Aussi avenant et modeste dans la vie qu’il s’abandonne sur scène à des spasmes épileptiques et des grimaces de possédé, Dilloway fait partie de ces génies ingénus, réticents à théoriser ou conceptualiser leur démarche. Avec son attirail rudimentaire de magnétophones 8-track, de bandes magnétiques corrodées et de micros enfoncés dans la bouche qui amplifient ses mugissements, Aaron Dilloway triture des climats malsains et obsédants, jusqu’à sortir littéralement de ses gonds. On ne saurait dire s’il s’agit d’un rituel d’exorcisme ou de grand guignol, mais on pénètre bon gré mal gré dans un univers désaxé, où la démence s’instaure insidieusement tant sur le plan physique que psychique, à l’image de ce masque flippant qui orne la pochette du LP Modern Jester, considéré à juste titre comme son chef-d’œuvre.

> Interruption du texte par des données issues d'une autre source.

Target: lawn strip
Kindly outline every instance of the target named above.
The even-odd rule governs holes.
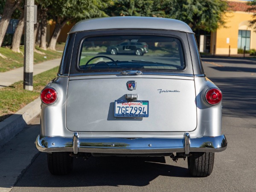
[[[56,77],[58,67],[33,77],[34,90],[23,89],[23,81],[0,89],[0,122],[13,114],[40,96],[40,92]]]
[[[42,55],[34,52],[34,64],[41,63],[46,61],[60,58],[62,55],[62,52],[57,51],[50,50],[44,50],[38,47],[36,47],[36,49],[37,50],[41,52],[45,55]],[[20,46],[20,49],[22,53],[15,52],[9,48],[0,47],[1,54],[8,58],[8,59],[6,59],[0,57],[0,72],[5,72],[23,67],[24,47]]]

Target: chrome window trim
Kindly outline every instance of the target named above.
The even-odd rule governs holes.
[[[76,73],[70,74],[70,77],[76,77],[79,76],[110,76],[110,75],[116,75],[124,77],[128,77],[129,76],[137,76],[137,75],[123,75],[120,74],[120,71],[116,72],[93,72],[93,73]],[[153,75],[153,76],[180,76],[183,77],[194,77],[194,75],[191,74],[186,73],[168,73],[168,72],[143,72],[143,74],[140,75],[140,76],[145,75]]]

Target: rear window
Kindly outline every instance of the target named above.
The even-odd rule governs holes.
[[[80,46],[79,70],[83,72],[127,70],[183,70],[180,41],[154,35],[112,35],[84,39]]]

Quelque part entre performance psychoacoustique et musique concrète dégénérée, dans le sillon de l'artiste et poète sonore Henri Chopin, NON ou Schimpfluch Gruppe, le bruitisme primitif de Dilloway est difficilement qualifiable et c’est en live que l’on mesure la tension qui sommeille dans ses flux et reflux de boucles tortueuses, dont les vaguelettes se transforment graduellement en torrent menaçant. Car quand Dilloway tient les rênes, on ne sait jamais ce qui va arriver, mais on peut être à peu près certain d’assister à la mutation d’un type tout ce qu’il y a de plus courtois en une véritable bête sauvage. On a tapé la discute lors de son passage au fort recommandable Audible Festival à Montreuil en septembre dernier.
Comment décrirais-tu ta musique, sans recourir au mot "noise" ?
Ce que je fais est fondamentalement primitif, à base de manipulation de cassettes et de techniques propres à la musique dub. J’ai toujours utilisé le premier truc low-tech qui me passait sous la main pour faire de la musique, et c’est toujours le cas. Je chope un vieux lecteur de cassettes à moitié bousillé et je vois tout ce que je peux en sortir.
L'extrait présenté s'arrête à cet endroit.